In the same vein, you don’t know what a derivative is until you’ve slogged through a bit of differential geometry.
I think everyone a priori is aware that something fishy is going on with how differential geometry works – for me, I used to enjoy going down wikipedia rabbit holes about advanced topics in physics and math, just to marvel at the fact that there are individuals alive who can understand and parse through all this. On one of these nights, I couldn’t help but notice that a lot of the equations used in General Relativity use the partial derivative of… nothing? Here’s just one example (this is the definition of the (affine) connection coefficients on a manifold):
$$
\nabla_{\partial_i} \partial_j = \Gamma^{k}_{ij} \, \partial_k.
$$
The gradient of a partial derivative? And what is a subscript partial derivative? I had to know – what in the world could the gradient of a partial derivative equalling something times the partial derivative of nothing have to do with how gravity works?
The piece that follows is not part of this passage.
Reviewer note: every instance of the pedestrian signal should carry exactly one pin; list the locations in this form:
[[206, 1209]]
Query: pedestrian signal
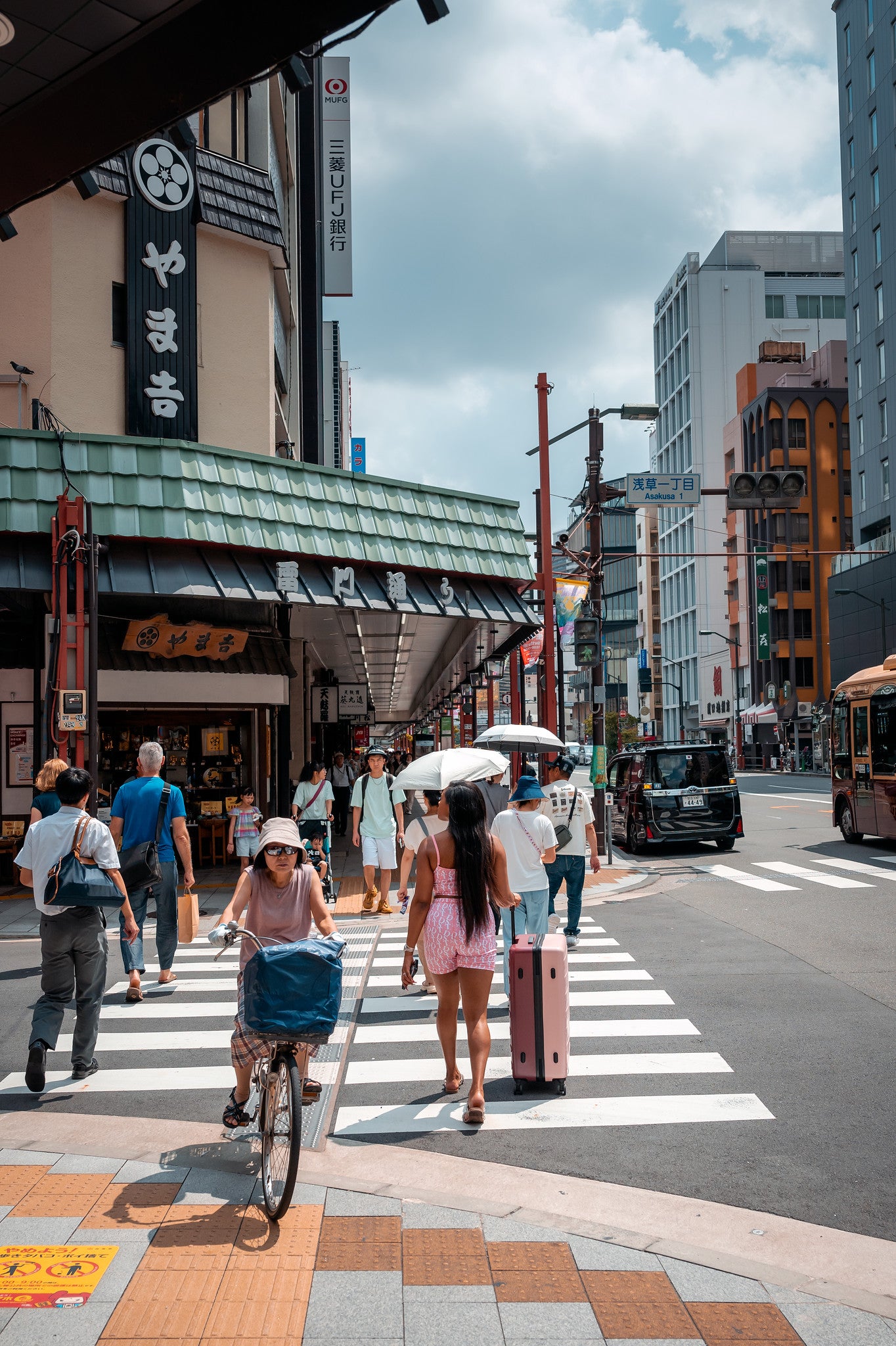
[[587, 642]]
A manifold \( M \) of dimension \( m \) is a topological space together with a local homeomorphism \( \varphi : M \to \mathbb{R}^m \) – for the uninitiated, this means that a manifold is a surface that looks flat if you zoom in enough. Many new students of differential geometry focus their attention on the “flatness” because the word “homeomorphism” is new to them, when really they should be focusing on the “topological”-ness – its great and all that \( M \) is locally flat, but what differentiates the study of manifolds from the study of surfaces is that when you are on a manifold, that is all you are allowed to consider. There is no “outside” the manifold, no “inside” – in fact, its a topological space – there is no coordinate frame to tell you where you even are on the manifold (all you know is what subsets of the manifold are open or closed). This is quite limiting and frustrating, especially when you want to start defining tangent vectors on \( M \).
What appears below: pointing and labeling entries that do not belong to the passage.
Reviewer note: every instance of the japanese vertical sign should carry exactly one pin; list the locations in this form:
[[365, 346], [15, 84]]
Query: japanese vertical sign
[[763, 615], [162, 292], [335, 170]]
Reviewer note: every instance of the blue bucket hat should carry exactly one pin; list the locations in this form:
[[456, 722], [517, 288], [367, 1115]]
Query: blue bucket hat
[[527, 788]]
The problem is a little more subtle than it seems at first, because we have become so used to thinking of tangent lines and planes of surfaces as spaces that touch the surface at a point and (locally) one point only. But when you can only consider points on the manifold, this picture falls apart, because there is no notion of “away from” the surface, and so vectors in a tangent plane of a surface would have to leave the surface, without being allowed to think ab what “leaving” it means.. Hang on, what does it mean for a vector to “leave” the manifold anyways? Vectors are arrows with a direction and magnitude, but neither of these are tangible, concrete properties (like mass, or color would be), so how are we even saying the vector is “leaving” the manifold?
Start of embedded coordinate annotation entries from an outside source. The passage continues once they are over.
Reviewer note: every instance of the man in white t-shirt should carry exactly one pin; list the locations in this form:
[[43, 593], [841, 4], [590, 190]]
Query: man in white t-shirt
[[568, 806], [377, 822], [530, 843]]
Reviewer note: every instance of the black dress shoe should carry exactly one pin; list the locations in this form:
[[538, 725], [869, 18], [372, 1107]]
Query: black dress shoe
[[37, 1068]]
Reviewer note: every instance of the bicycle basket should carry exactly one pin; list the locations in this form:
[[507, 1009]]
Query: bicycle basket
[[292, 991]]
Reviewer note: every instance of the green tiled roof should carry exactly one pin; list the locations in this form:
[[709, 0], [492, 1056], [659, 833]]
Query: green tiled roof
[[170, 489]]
Maybe your first reaction (like mine) was to say, ok, lets define a tangent vector as the time derivative of a curve whose image is in the manifold. But this doesn’t address the problem: a derivative at a point is a local linear approximation – away from the point at which you are differentiating, your vector no longer is “on” the manifold – unless the manifold is globally flat it necessarily has to leave it, whatever that means.
In multivariable calculus we learn that vectors are always anchored at the origin but we can “imagine” them to be anchored at other places in \( \mathbb{R}^3 \) so that they represent different things (like velocity or acceleration of a particle). What my professor (shoutout prof. Youngren, one of the finest lecturers I’ve ever had) at the time was trying to get at is that at each point in space, we imagine a tangent vector as living in a copy of \( \mathbb{R}^3 \) that exists alongside our position vector, in another universe completely separate from ours. In differential geometry, we take this concept and we run with it – we say that a tangent vector is an element of a copy of (in a space linearly isomorphic to) \( \mathbb{R}^m \) that exists in a sort of parallel universe to our own.